There are also quotes from the founders, the incorporators, that speak to the value of a liberal arts education, and it’s reflected for the next 200, 250 years. Almost no one on the corporation is a STEM concentrator. (We call our majors concentrations.) So it just bakes in that the pre-professional route of higher ed—which is a natural reaction to the question “How am I going to earn money back?”—is potentially a red herring. A marketing degree or an undergraduate business degree may teach specific skills, but may not teach what is a long-held belief of higher ed—that learning how to think critically and be challenged over and over again in your coursework is more the key to success.
Q: What do the letters show about the role of university trustees in the midst of challenges like these?
A: It is acknowledged that we are Brown’s highest governing body, and that we will never make quick, pressured decisions. The quote that opens the first chapter of the book says something almost funny, but it’s so eloquent: “The broad, slow process of achieving consensus on issues and actions on the campus lumbers along towards rightness and fitness with a kind of inefficient majesty.”
This corporation probably reflects, writ large, the mission of all university boards and corporations, which is to reach back to an explicitly stated, shared vision and mission of what this college is supposed to do. What are traditions that uphold that mission and vision, and what are traditions that we fall into just because we did it that way all this time?
That’s lofty, but it turns into very realistic paths of decision-making. All of those decisions need to get made with consensus, but not 100 percent unified agreement. And being able to make decisions that way is exceptional. And not every board or member of every board can do it. It takes a certain amount of learning. I think that’s why they are six-year terms.
It takes a while, but we actually come together and make a recommendation that we hope reflects the forward mission of the school based on the past.
Q: And just to close, what do you hope that this book can provide for trustees, not only at Brown but at large in higher education?
A: I hope the book is a tool to build bridges from the people who are in control of these corporations, and thus these colleges and universities, to the current and future students. Be open, talk with but don’t talk over or across.

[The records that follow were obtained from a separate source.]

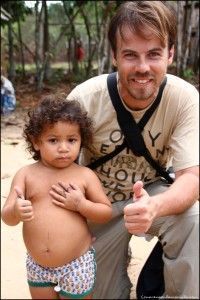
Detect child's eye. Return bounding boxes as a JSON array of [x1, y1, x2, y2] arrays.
[[48, 138, 57, 144], [68, 138, 77, 144]]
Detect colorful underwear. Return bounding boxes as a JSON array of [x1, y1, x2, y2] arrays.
[[26, 247, 96, 299]]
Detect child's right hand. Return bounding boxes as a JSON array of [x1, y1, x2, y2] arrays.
[[14, 186, 34, 222]]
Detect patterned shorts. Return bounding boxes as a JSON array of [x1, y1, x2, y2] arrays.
[[26, 247, 96, 298]]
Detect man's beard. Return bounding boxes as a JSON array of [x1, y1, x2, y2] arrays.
[[127, 85, 156, 101], [126, 72, 161, 101]]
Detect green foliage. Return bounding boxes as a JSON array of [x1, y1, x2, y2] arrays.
[[182, 68, 195, 81], [1, 0, 198, 87], [180, 67, 199, 89], [15, 63, 36, 73], [19, 13, 35, 46], [1, 1, 32, 26], [48, 3, 67, 22]]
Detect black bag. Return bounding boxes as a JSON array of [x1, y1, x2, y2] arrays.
[[136, 240, 164, 299], [88, 72, 174, 298]]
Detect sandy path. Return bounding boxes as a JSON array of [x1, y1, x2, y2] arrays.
[[1, 110, 157, 299]]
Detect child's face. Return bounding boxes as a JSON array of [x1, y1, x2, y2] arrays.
[[33, 121, 81, 168]]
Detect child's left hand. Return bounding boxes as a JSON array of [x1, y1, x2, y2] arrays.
[[49, 182, 85, 212]]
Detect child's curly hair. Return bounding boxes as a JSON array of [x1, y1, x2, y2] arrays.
[[24, 96, 94, 161]]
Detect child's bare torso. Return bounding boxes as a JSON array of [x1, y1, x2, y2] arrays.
[[23, 162, 91, 268]]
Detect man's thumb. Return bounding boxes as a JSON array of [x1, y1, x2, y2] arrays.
[[133, 181, 143, 201], [14, 186, 25, 200]]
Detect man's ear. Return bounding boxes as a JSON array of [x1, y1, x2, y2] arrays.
[[168, 45, 175, 65], [111, 51, 117, 67]]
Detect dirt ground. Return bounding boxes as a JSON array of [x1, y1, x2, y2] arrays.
[[1, 88, 157, 299]]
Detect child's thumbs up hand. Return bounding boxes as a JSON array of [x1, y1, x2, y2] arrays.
[[14, 186, 34, 222], [14, 186, 25, 200]]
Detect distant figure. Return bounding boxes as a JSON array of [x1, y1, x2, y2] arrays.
[[1, 75, 16, 114], [76, 39, 85, 62]]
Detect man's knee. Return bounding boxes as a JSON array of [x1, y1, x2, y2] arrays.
[[159, 202, 199, 257]]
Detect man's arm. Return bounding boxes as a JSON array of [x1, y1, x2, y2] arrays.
[[124, 166, 199, 234], [153, 166, 199, 217]]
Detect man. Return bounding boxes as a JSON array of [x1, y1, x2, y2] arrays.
[[52, 1, 199, 299]]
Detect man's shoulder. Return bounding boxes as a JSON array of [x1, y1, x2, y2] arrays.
[[72, 74, 108, 93], [165, 74, 199, 108], [166, 74, 198, 94], [67, 74, 111, 110]]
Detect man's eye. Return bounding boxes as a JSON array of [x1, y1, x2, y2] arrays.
[[125, 53, 136, 58], [149, 52, 160, 58]]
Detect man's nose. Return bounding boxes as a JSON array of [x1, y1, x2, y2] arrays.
[[135, 58, 150, 74]]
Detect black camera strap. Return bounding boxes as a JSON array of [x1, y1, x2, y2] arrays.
[[107, 72, 173, 184], [88, 72, 173, 184]]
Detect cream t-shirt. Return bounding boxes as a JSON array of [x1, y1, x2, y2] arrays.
[[67, 73, 199, 203]]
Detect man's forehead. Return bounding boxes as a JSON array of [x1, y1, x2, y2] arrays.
[[117, 25, 167, 48]]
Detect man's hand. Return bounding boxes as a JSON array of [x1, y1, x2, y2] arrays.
[[14, 186, 34, 222], [124, 181, 157, 234]]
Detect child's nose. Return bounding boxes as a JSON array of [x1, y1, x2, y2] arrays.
[[58, 142, 69, 152]]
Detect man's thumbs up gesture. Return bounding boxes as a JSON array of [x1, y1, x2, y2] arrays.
[[14, 186, 34, 222], [124, 181, 156, 234]]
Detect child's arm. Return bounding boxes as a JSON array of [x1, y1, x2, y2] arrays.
[[50, 168, 112, 223], [1, 168, 34, 226]]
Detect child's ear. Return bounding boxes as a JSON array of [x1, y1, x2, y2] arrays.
[[31, 137, 40, 151]]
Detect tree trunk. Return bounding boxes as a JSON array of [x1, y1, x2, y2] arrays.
[[11, 28, 35, 60], [97, 2, 114, 75], [62, 1, 79, 74], [66, 38, 72, 73], [17, 18, 25, 78], [176, 1, 184, 76], [95, 1, 100, 41], [80, 6, 93, 77], [7, 20, 15, 82], [35, 0, 44, 90], [43, 0, 51, 80], [182, 1, 195, 72], [38, 52, 50, 91], [35, 0, 41, 84], [193, 23, 199, 74]]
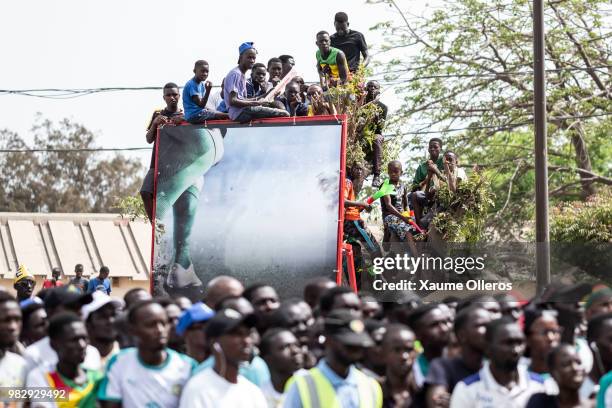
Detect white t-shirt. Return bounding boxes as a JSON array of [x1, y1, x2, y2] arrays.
[[23, 337, 101, 374], [450, 361, 545, 408], [98, 347, 196, 408], [205, 91, 223, 111], [260, 379, 284, 408], [579, 375, 597, 400], [0, 351, 27, 388], [179, 367, 267, 408]]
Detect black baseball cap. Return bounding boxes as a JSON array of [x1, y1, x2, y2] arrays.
[[205, 308, 257, 338], [324, 309, 374, 347], [44, 285, 93, 310]]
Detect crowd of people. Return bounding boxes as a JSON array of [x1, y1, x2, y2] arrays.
[[3, 9, 610, 408], [2, 270, 612, 407]]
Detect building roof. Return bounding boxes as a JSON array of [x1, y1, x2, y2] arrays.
[[0, 213, 151, 281]]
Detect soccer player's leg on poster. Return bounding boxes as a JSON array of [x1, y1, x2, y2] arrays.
[[157, 127, 225, 290], [168, 182, 202, 288]]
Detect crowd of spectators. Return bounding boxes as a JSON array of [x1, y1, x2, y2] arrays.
[[2, 268, 612, 407]]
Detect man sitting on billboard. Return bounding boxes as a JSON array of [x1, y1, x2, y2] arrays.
[[223, 42, 289, 123]]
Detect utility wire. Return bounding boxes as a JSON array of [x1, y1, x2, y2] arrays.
[[0, 147, 151, 153], [2, 112, 610, 152], [1, 66, 610, 99]]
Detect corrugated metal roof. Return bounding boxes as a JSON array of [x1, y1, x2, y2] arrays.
[[0, 213, 151, 281]]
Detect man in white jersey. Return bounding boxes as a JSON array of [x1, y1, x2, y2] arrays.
[[98, 300, 196, 408], [0, 292, 28, 400], [179, 308, 267, 408], [23, 286, 101, 373], [450, 318, 545, 408]]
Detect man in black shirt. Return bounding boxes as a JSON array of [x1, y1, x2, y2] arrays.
[[330, 11, 370, 73]]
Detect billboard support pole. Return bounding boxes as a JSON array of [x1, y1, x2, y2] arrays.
[[336, 116, 348, 286], [533, 0, 551, 294]]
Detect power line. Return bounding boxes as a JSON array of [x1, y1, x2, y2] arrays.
[[1, 65, 610, 99], [384, 112, 612, 136], [2, 112, 610, 152], [0, 147, 151, 153], [371, 65, 612, 81]]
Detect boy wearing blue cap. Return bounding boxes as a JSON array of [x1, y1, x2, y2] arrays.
[[177, 302, 215, 363], [223, 42, 289, 123], [183, 60, 229, 123]]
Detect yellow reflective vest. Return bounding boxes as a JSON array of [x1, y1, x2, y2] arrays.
[[292, 366, 382, 408]]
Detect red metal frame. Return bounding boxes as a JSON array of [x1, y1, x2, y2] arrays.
[[149, 127, 160, 294], [148, 115, 348, 294], [340, 243, 358, 291]]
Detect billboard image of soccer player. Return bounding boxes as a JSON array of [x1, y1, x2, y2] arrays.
[[152, 117, 346, 300]]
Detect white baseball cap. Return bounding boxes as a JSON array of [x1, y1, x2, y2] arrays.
[[81, 291, 124, 321]]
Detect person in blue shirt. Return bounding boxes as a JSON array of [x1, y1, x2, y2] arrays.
[[274, 81, 308, 117], [86, 266, 111, 295], [183, 60, 229, 123], [246, 63, 269, 98]]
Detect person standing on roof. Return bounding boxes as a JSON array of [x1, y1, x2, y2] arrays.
[[331, 11, 370, 73], [315, 31, 349, 90]]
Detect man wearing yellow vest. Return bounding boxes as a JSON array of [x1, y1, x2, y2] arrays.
[[283, 309, 383, 408], [315, 31, 349, 90]]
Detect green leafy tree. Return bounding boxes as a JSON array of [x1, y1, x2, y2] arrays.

That’s what these letters show.
[Since Inside Higher Ed’s first interview with Zalaznick, the Brown Corporation voted against divestment from companies that have directly or indirectly supported Israel in its war against Hamas. We followed up to ask her thoughts on how the corporation handled this decision.]
A: The corporation was voting to accept or reject the recommendation of a committee composed of students, faculty and the administration. While each of the corporation members may likely have held opinions personally, they respected the process of a group that had spent months gathering information and processing reams of data. As President Paxson and Chancellor [Brian T. Moynihan] said, “Throughout our history, Brown as a community has been guided, even when we disagree with each other, by a deeply held campus culture characterized by mutual respect, support for each other, empathy, understanding of differences and, importantly, a willingness to engage in constructive dialogue regarding these differences.” While the corporation did not itself make “the decision,” each conversation around any issue—from the mundane to the ones of highest consequence—is driven by this ethos.